Rural areas have a longstanding shortage of physicians and access to care is one of their major challenges. This study discovered the association between physician supply and age-adjusted mortality rate in rural and urban communities, in a county-level longitudinal study of all US counties. We combined data from Area Health Resources Files (AHRF), Compressed Mortality Files (CMF), Provider of Services (POS), and Online Survey, Certification, and Reporting (OSCAR) files. In our primary analysis, we estimated the association between physician supply and age-adjusted mortality using linear regression with county and year-fixed effects, weighted by county population size. We also examined within-state changes in urban-rural differences in physician supply and mortality rate over time. To facilitate interpretation, we emulated a difference in differences approach and compared, illustratively, the change in state-level rural-urban disparity in physician supply with the changes in rural-urban disparity in mortality, separately for each state. We found that despite the higher per-capita supply of hospital and post-acute care services in rural areas, there were fewer per-capita physicians in rural areas and a sharper growth in physician supply in urban areas. County-level analysis showed a negative association between physician supply and mortality but a positive association between most other types of services and mortality. State-level analysis implied most states that experienced a worsening in the rural-urban gap in the per-capita physician supply overtime also experienced an increase in the rural-urban gap in mortality rates.
This research examined racial and geographical mortality disparities by comparing the race and sex-specific trends in mortality rates of older adults in the rural and urban communities, in a 48-year longitudinal study of all US counties. Comparing the race-and sex-specific trends in age-adjusted mortality rates, and mortality growth over time, we found that although the racial gap in mortality rates increased during the 1980s and 1970s for both genders, the gap started to decline since the early 2000s, with a more considerable decline for females in urban areas. However, the racial gap in mortality has been widening in the last three decades, considerably for the male population residing in rural areas not adjacent to an urban county.
Although nurse practitioners (NPs) might be the main providers of primary care to some communities, different states pursue different regulations for NP’s practice authority.
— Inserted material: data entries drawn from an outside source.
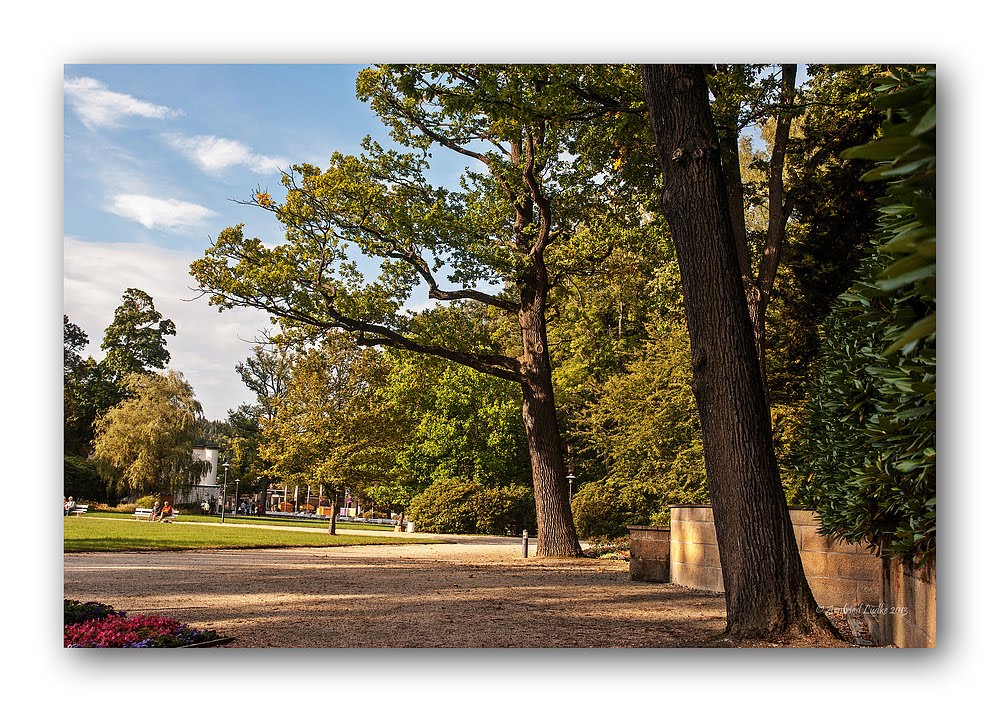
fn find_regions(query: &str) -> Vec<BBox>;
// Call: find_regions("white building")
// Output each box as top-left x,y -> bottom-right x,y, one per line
174,443 -> 222,504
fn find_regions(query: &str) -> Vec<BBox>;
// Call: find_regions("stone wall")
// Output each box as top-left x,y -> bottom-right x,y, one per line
865,556 -> 937,648
628,526 -> 670,582
670,505 -> 882,607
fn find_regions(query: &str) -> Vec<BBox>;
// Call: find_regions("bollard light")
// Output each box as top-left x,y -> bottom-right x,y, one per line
219,460 -> 229,524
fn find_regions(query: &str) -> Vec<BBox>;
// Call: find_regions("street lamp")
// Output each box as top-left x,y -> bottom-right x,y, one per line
220,462 -> 229,524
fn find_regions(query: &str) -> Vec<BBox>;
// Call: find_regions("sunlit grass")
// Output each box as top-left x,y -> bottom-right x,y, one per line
63,516 -> 433,552
82,510 -> 393,531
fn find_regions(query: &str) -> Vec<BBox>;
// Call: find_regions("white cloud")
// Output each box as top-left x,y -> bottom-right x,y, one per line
63,236 -> 270,420
107,193 -> 216,230
63,77 -> 182,129
166,135 -> 290,173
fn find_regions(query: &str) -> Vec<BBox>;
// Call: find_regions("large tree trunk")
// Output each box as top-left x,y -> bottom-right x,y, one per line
643,65 -> 833,638
518,274 -> 583,557
334,487 -> 337,536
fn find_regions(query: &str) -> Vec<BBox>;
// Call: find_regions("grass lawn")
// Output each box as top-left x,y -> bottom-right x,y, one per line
63,516 -> 434,552
86,510 -> 393,532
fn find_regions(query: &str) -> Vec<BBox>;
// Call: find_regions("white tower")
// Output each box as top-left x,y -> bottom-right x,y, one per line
191,443 -> 219,486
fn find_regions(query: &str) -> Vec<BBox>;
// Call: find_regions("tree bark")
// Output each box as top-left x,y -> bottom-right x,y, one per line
518,264 -> 583,557
642,65 -> 833,638
334,487 -> 337,536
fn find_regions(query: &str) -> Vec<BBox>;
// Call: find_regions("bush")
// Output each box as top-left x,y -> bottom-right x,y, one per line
63,598 -> 125,625
798,67 -> 937,556
409,477 -> 537,536
573,476 -> 708,539
63,455 -> 108,502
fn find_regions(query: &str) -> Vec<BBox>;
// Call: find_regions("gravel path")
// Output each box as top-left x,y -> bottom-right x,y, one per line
64,530 -> 852,648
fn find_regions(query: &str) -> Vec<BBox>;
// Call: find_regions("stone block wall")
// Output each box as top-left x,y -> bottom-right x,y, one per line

This study compared the trends in mortality rates and supply of physicians in states with different NPs practice authority, using AHRF and CMF data. We categorized states based on the severity of restrictive policy on NPs in three groups: full practice, reduced practice, and restricted practice. We compared the trends in age-adjusted mortality rate and supply of primary care in rural and urban areas separately in each type of state and examined within-state changes in urban-rural differences in physician supply and mortality rate over time. Our results indicate that the rural-urban mortality gap has increased while physicians' supply has declined as the level of restriction increased. Thus, people living in rural areas in the restricted states suffer from not receiving care. Furthermore, the rural-urban disparity in mortality has declined only in full practice states, regardless of the increase or decrease in disparity in physicians' supply over time. Additionally, there was a negative association between a decline in rural-urban disparity in physician supply and a decline in rural-urban disparity in mortality, only in full or reduced practice states, compared to the restricted practice states.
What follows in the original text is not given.